* Cyprus clinches last-ditch deal with international lenders
* Deal endorsed by euro zone finance ministers
By Masayuki Kitano
SINGAPORE, March 25 (Reuters) - The euro rose broadly on Monday after Cyprus clinched a deal with international lenders for a bailout aimed at saving the country from financial meltdown.
The single currency rose 0.4 percent to $1.3043, having traded at roughly $1.2985 before news of a draft deal for Cyprus reached the market. Against the yen, the euro climbed 0.8 percent on the day to 123.75 yen.
The plan, swiftly endorsed by euro zone finance ministers, involves winding down Popular Bank of Cyprus, also known as Laiki, and shifting deposits below 100,000 euros to the Bank of Cyprus to create a “good bank”.
Deposits above 100,000 euros, which under EU law are not guaranteed, will be frozen and used to resolve debts.
German Finance Minister Wolfgang Schaeuble said the Cyprus bailout deal does not require the Cypriot parliament’s approval.
Analysts said the euro might rise to roughly around $1.3100 to $1.3150 as investors pare back bearish bets versus the single currency, but were sceptical about the chances of a sustained bounce.
“I have regarded the problems facing Cyprus as being only a short-term trading factor for the market,” said Daisuke Karakama, market economist for Mizuho Corporate Bank in Tokyo.

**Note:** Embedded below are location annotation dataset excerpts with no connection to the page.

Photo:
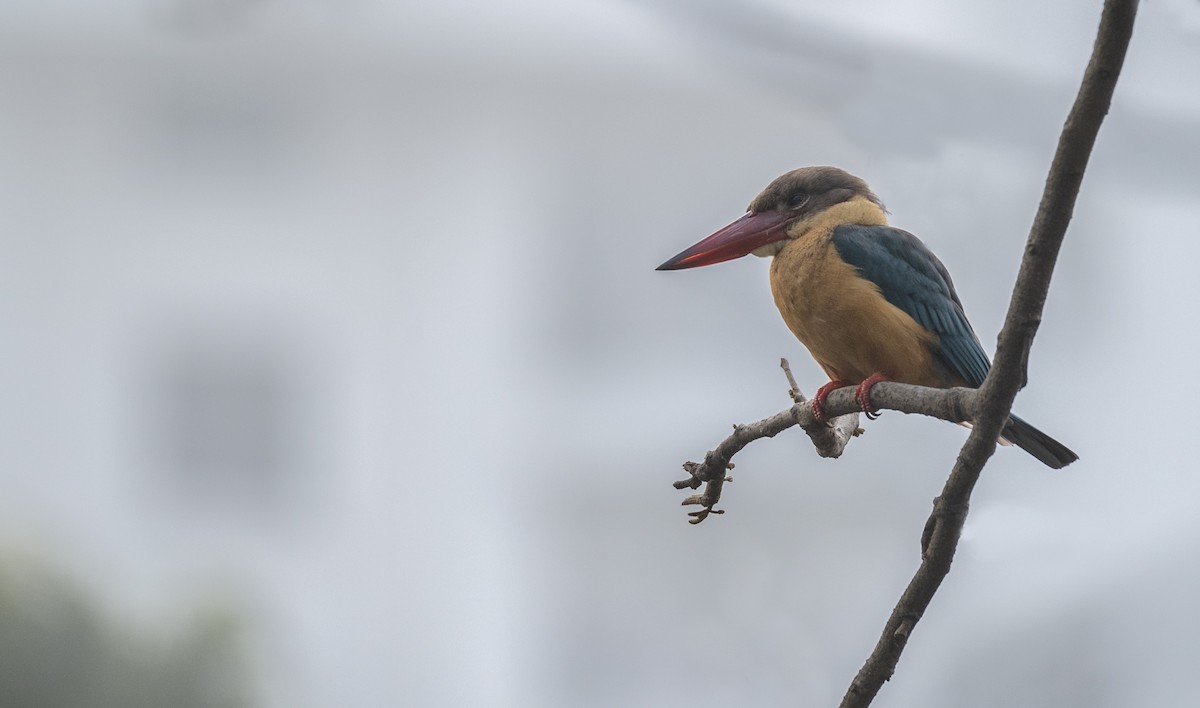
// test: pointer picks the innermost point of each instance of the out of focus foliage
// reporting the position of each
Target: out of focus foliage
(60, 649)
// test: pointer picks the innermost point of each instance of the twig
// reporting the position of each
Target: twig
(828, 438)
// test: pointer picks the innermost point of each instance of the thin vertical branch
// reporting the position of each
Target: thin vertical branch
(945, 526)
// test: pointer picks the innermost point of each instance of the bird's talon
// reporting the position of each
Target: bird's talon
(819, 400)
(863, 395)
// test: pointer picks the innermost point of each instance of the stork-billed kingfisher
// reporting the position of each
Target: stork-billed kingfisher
(871, 303)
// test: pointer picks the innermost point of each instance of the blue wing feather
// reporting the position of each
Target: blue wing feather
(912, 279)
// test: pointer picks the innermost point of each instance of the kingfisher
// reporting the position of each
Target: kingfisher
(870, 301)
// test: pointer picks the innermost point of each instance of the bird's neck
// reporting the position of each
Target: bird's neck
(858, 210)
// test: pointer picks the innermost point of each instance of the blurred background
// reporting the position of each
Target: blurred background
(335, 369)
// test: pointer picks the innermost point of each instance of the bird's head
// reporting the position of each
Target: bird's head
(783, 211)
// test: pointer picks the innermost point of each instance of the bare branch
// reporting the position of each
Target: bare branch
(1007, 376)
(989, 407)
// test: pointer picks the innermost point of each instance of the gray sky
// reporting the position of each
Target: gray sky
(343, 316)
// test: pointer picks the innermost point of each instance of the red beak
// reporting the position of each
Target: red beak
(742, 237)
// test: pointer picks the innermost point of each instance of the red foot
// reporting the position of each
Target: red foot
(819, 399)
(863, 395)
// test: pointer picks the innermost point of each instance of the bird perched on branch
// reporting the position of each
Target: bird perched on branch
(870, 301)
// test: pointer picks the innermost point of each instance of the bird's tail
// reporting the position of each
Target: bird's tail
(1048, 450)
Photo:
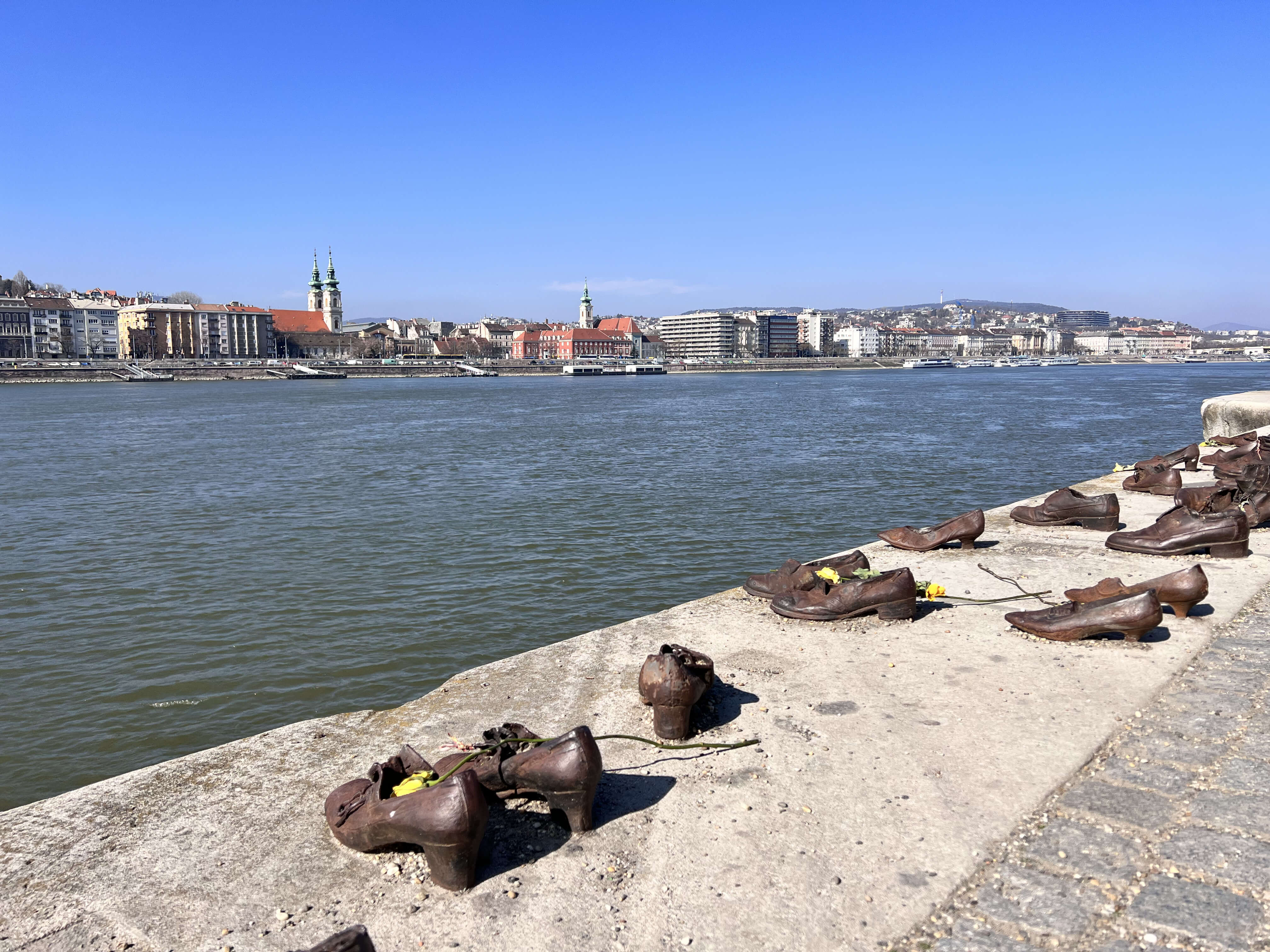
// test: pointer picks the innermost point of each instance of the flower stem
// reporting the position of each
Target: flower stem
(496, 745)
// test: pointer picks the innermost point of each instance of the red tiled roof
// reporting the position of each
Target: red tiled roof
(620, 326)
(299, 322)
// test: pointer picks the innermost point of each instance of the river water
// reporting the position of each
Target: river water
(192, 563)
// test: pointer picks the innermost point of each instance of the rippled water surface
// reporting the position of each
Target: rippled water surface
(192, 563)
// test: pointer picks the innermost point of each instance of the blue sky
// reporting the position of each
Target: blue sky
(483, 159)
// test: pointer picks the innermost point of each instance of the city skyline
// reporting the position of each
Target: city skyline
(681, 158)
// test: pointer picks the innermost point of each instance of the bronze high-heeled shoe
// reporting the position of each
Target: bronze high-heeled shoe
(964, 529)
(1183, 589)
(1187, 455)
(564, 771)
(1131, 615)
(448, 820)
(672, 682)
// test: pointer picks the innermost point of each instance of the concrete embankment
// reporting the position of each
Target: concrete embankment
(893, 758)
(103, 374)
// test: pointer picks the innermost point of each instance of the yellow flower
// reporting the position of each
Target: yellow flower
(413, 784)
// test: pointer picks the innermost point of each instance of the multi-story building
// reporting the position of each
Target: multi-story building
(861, 342)
(779, 334)
(816, 331)
(568, 344)
(1083, 320)
(16, 329)
(162, 331)
(94, 328)
(710, 336)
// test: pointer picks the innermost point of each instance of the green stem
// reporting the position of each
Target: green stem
(491, 748)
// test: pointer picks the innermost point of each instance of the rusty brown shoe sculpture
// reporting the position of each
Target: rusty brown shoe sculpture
(1183, 531)
(448, 822)
(1181, 589)
(672, 682)
(1131, 615)
(1067, 508)
(964, 529)
(801, 577)
(893, 596)
(1187, 455)
(1155, 477)
(564, 771)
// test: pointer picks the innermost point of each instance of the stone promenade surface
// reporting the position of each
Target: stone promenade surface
(895, 760)
(1161, 841)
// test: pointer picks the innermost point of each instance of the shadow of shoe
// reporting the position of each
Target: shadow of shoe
(721, 706)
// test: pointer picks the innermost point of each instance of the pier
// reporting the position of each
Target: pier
(895, 768)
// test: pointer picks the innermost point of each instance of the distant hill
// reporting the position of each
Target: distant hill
(1236, 326)
(1016, 306)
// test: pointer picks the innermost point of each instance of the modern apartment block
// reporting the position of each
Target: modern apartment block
(16, 338)
(816, 331)
(1083, 320)
(158, 331)
(712, 337)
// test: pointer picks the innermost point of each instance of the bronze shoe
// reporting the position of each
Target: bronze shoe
(448, 822)
(964, 529)
(1131, 615)
(1240, 441)
(799, 577)
(1158, 478)
(1181, 589)
(563, 771)
(892, 596)
(352, 940)
(1187, 455)
(1067, 507)
(1183, 531)
(672, 682)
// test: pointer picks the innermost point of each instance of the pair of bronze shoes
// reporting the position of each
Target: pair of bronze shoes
(672, 682)
(964, 530)
(448, 820)
(1114, 607)
(1071, 508)
(1216, 525)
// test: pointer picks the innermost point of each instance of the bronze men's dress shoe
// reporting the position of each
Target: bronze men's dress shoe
(964, 529)
(1132, 615)
(1187, 455)
(1156, 478)
(892, 596)
(1240, 441)
(448, 820)
(1181, 589)
(1067, 507)
(1183, 531)
(802, 577)
(672, 682)
(352, 940)
(564, 771)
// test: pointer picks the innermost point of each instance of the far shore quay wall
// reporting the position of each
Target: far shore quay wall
(511, 369)
(893, 757)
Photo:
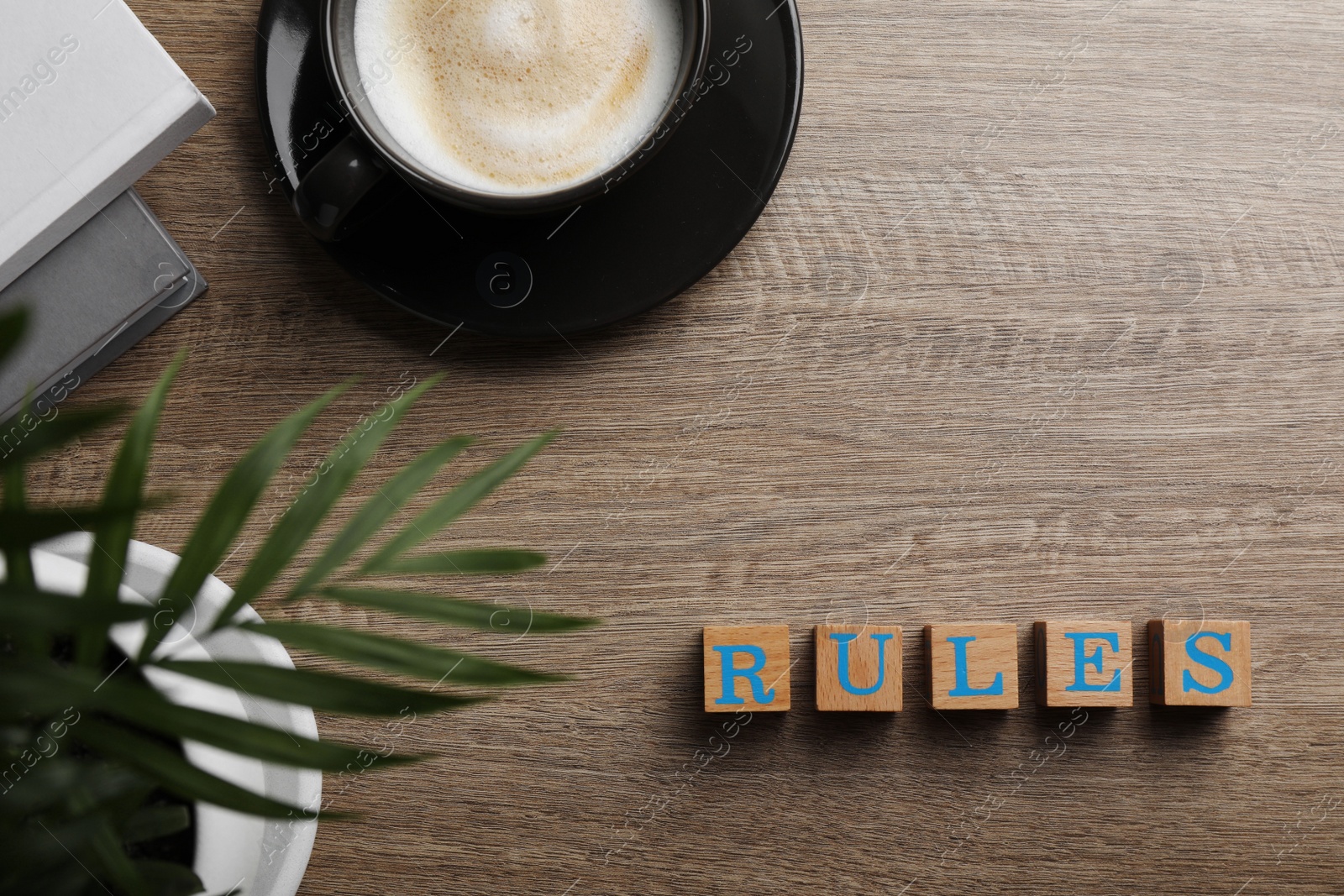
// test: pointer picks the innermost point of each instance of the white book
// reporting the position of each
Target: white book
(89, 102)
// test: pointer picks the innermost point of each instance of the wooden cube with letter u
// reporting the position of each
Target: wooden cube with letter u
(746, 668)
(859, 668)
(1200, 663)
(972, 667)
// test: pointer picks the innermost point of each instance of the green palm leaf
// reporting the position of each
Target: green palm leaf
(457, 501)
(168, 879)
(315, 503)
(13, 325)
(152, 822)
(144, 708)
(318, 689)
(479, 562)
(456, 611)
(228, 511)
(403, 658)
(378, 511)
(175, 774)
(125, 484)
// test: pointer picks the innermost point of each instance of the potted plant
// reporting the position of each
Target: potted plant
(145, 708)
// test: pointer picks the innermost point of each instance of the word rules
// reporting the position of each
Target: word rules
(1191, 663)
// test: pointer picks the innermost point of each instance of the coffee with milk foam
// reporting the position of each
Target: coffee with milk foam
(519, 96)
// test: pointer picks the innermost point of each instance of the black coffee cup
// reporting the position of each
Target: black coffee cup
(355, 165)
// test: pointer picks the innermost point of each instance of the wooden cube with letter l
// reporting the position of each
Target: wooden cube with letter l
(1200, 663)
(746, 668)
(859, 668)
(1085, 664)
(972, 667)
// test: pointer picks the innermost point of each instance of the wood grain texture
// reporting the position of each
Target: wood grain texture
(1104, 663)
(1043, 322)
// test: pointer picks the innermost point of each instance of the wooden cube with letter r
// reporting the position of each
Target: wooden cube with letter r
(1085, 664)
(1200, 663)
(746, 668)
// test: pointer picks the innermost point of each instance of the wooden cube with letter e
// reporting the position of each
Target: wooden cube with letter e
(1200, 663)
(972, 667)
(1085, 664)
(859, 668)
(746, 668)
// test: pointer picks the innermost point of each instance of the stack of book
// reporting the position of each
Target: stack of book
(89, 102)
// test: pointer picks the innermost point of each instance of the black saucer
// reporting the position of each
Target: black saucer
(654, 235)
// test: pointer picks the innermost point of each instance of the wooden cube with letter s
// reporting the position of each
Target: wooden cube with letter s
(746, 668)
(1200, 663)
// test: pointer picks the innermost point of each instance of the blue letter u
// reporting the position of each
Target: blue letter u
(843, 663)
(964, 689)
(752, 673)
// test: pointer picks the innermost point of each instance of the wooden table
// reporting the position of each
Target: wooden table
(1043, 320)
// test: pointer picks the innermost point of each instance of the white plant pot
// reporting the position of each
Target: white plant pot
(234, 852)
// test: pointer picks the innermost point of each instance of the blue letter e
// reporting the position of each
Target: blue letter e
(1093, 658)
(964, 689)
(752, 673)
(1223, 671)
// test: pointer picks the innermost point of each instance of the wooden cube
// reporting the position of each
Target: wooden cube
(1200, 663)
(746, 668)
(859, 668)
(1085, 664)
(972, 667)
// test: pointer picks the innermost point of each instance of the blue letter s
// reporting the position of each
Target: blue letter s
(1210, 661)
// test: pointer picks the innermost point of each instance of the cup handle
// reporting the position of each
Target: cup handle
(336, 183)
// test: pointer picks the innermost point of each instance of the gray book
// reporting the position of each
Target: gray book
(91, 298)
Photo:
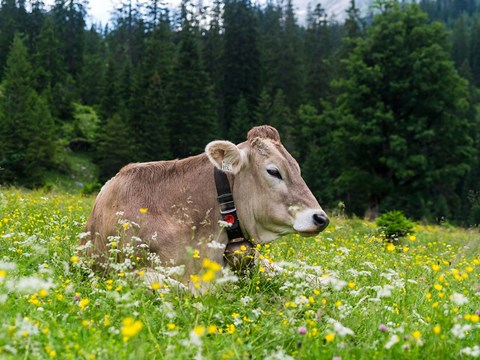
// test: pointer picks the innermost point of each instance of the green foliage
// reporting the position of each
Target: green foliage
(394, 225)
(266, 315)
(392, 148)
(27, 130)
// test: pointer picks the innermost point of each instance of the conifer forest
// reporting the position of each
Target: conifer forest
(381, 109)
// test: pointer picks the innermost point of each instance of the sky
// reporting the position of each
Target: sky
(100, 10)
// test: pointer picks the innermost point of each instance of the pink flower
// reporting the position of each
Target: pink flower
(383, 328)
(302, 330)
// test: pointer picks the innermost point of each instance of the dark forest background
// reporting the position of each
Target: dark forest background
(381, 110)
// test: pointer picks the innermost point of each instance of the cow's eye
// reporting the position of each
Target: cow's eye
(275, 173)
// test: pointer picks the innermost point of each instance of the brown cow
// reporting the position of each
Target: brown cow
(171, 206)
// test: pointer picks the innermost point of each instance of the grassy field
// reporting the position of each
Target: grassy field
(344, 294)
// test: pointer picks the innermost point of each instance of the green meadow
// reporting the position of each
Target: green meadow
(346, 293)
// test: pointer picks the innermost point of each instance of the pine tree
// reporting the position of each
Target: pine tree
(150, 93)
(475, 49)
(193, 119)
(114, 147)
(8, 27)
(93, 70)
(318, 50)
(27, 145)
(241, 122)
(460, 42)
(241, 57)
(400, 134)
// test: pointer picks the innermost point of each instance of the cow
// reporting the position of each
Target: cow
(170, 208)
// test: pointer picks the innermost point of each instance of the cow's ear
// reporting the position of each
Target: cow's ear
(226, 156)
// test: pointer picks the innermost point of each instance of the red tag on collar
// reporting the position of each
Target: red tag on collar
(229, 219)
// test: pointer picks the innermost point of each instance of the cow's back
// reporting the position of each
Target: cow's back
(156, 200)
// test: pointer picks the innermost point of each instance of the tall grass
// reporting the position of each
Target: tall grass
(343, 294)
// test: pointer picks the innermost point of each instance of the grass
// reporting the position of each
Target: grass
(344, 293)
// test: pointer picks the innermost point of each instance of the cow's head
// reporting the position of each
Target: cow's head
(271, 197)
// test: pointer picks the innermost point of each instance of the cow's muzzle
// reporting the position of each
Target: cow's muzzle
(321, 220)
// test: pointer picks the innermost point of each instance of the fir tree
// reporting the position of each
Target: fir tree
(193, 119)
(27, 145)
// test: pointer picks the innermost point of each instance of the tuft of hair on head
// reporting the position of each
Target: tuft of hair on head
(263, 132)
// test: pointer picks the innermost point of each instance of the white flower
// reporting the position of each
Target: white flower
(460, 331)
(7, 266)
(246, 300)
(393, 340)
(474, 352)
(31, 284)
(215, 245)
(385, 291)
(279, 355)
(341, 330)
(459, 299)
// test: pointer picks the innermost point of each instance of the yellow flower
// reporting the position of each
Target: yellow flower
(230, 329)
(212, 329)
(130, 328)
(199, 330)
(329, 337)
(208, 276)
(83, 303)
(212, 265)
(155, 286)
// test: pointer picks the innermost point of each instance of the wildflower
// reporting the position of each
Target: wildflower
(459, 299)
(230, 329)
(460, 331)
(383, 328)
(393, 340)
(199, 330)
(130, 328)
(83, 303)
(473, 352)
(155, 286)
(211, 329)
(329, 337)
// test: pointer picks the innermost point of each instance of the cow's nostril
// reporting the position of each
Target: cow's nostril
(321, 221)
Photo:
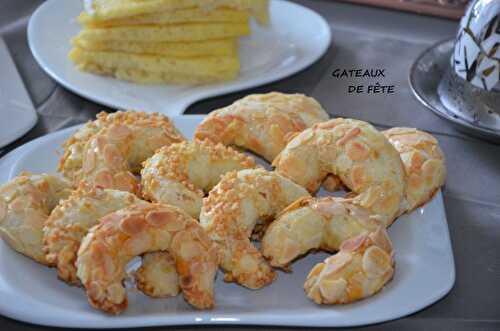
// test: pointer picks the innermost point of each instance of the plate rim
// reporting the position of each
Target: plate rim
(179, 106)
(11, 159)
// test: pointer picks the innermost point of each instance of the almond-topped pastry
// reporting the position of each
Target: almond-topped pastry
(110, 150)
(231, 212)
(360, 269)
(72, 218)
(136, 230)
(25, 204)
(181, 174)
(262, 123)
(423, 161)
(357, 154)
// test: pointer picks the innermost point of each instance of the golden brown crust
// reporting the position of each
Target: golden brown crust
(136, 230)
(357, 154)
(230, 213)
(25, 203)
(424, 164)
(360, 269)
(70, 221)
(157, 276)
(262, 123)
(181, 174)
(108, 151)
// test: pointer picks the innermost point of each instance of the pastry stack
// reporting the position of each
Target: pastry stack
(165, 41)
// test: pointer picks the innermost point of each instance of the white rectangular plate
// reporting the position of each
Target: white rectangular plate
(425, 272)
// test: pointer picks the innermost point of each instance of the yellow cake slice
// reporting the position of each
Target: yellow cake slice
(103, 10)
(168, 33)
(213, 66)
(149, 77)
(222, 47)
(191, 15)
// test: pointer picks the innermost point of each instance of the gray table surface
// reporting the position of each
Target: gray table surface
(363, 38)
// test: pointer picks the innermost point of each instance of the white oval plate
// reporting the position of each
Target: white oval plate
(296, 38)
(425, 272)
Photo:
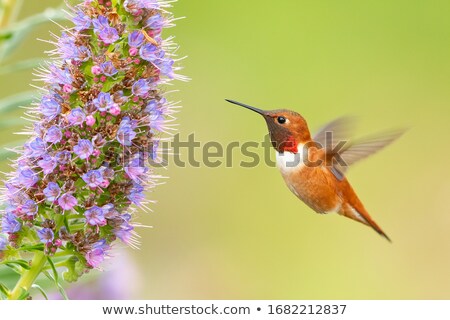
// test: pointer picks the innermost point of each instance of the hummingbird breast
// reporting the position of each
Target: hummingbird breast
(311, 183)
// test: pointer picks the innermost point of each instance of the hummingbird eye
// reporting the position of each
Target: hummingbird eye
(281, 120)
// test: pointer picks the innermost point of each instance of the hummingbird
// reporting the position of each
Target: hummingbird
(314, 168)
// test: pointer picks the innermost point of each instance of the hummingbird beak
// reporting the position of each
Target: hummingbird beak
(261, 112)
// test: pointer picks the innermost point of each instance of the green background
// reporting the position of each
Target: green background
(239, 233)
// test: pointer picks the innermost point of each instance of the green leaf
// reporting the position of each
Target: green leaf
(74, 270)
(35, 247)
(4, 289)
(55, 273)
(36, 286)
(20, 262)
(24, 294)
(20, 99)
(58, 285)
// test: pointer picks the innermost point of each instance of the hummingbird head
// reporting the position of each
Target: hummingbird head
(286, 128)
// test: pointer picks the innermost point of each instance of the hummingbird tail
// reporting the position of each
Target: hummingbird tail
(358, 213)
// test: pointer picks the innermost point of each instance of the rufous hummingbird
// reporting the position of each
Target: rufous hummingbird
(314, 167)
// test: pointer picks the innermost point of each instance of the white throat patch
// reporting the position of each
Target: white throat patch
(289, 161)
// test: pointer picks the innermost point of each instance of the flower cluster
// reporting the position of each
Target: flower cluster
(95, 129)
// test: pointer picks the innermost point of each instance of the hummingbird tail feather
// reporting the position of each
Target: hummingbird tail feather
(358, 213)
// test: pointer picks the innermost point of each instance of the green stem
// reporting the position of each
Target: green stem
(28, 277)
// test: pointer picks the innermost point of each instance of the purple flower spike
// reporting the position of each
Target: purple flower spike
(155, 22)
(46, 235)
(135, 39)
(95, 216)
(67, 201)
(96, 255)
(3, 242)
(10, 223)
(88, 153)
(27, 177)
(93, 178)
(82, 21)
(140, 88)
(50, 107)
(103, 101)
(126, 133)
(136, 168)
(36, 148)
(83, 149)
(76, 117)
(108, 35)
(52, 191)
(63, 157)
(48, 164)
(59, 76)
(148, 52)
(53, 135)
(100, 23)
(107, 68)
(29, 208)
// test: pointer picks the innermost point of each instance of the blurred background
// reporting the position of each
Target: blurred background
(239, 233)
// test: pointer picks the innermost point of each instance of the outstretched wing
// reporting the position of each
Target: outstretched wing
(341, 151)
(340, 129)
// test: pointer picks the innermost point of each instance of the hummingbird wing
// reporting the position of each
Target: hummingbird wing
(341, 151)
(340, 129)
(353, 151)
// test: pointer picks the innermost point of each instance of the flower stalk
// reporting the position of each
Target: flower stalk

“I am sticking to the view that the euro will eventually be dragged down due to its economic fundamentals,” Karakama said.
The EU had given Cyprus until Monday to raise the 5.8 billion euros it needs to secure a 10 billion euro international lifeline. Without aid, there had been concerns that Cyprus may be forced to exit the euro.
The yen, which tends to rise in times of market stress, retreated broadly, with the dollar rising 0.5 percent to 94.89 yen.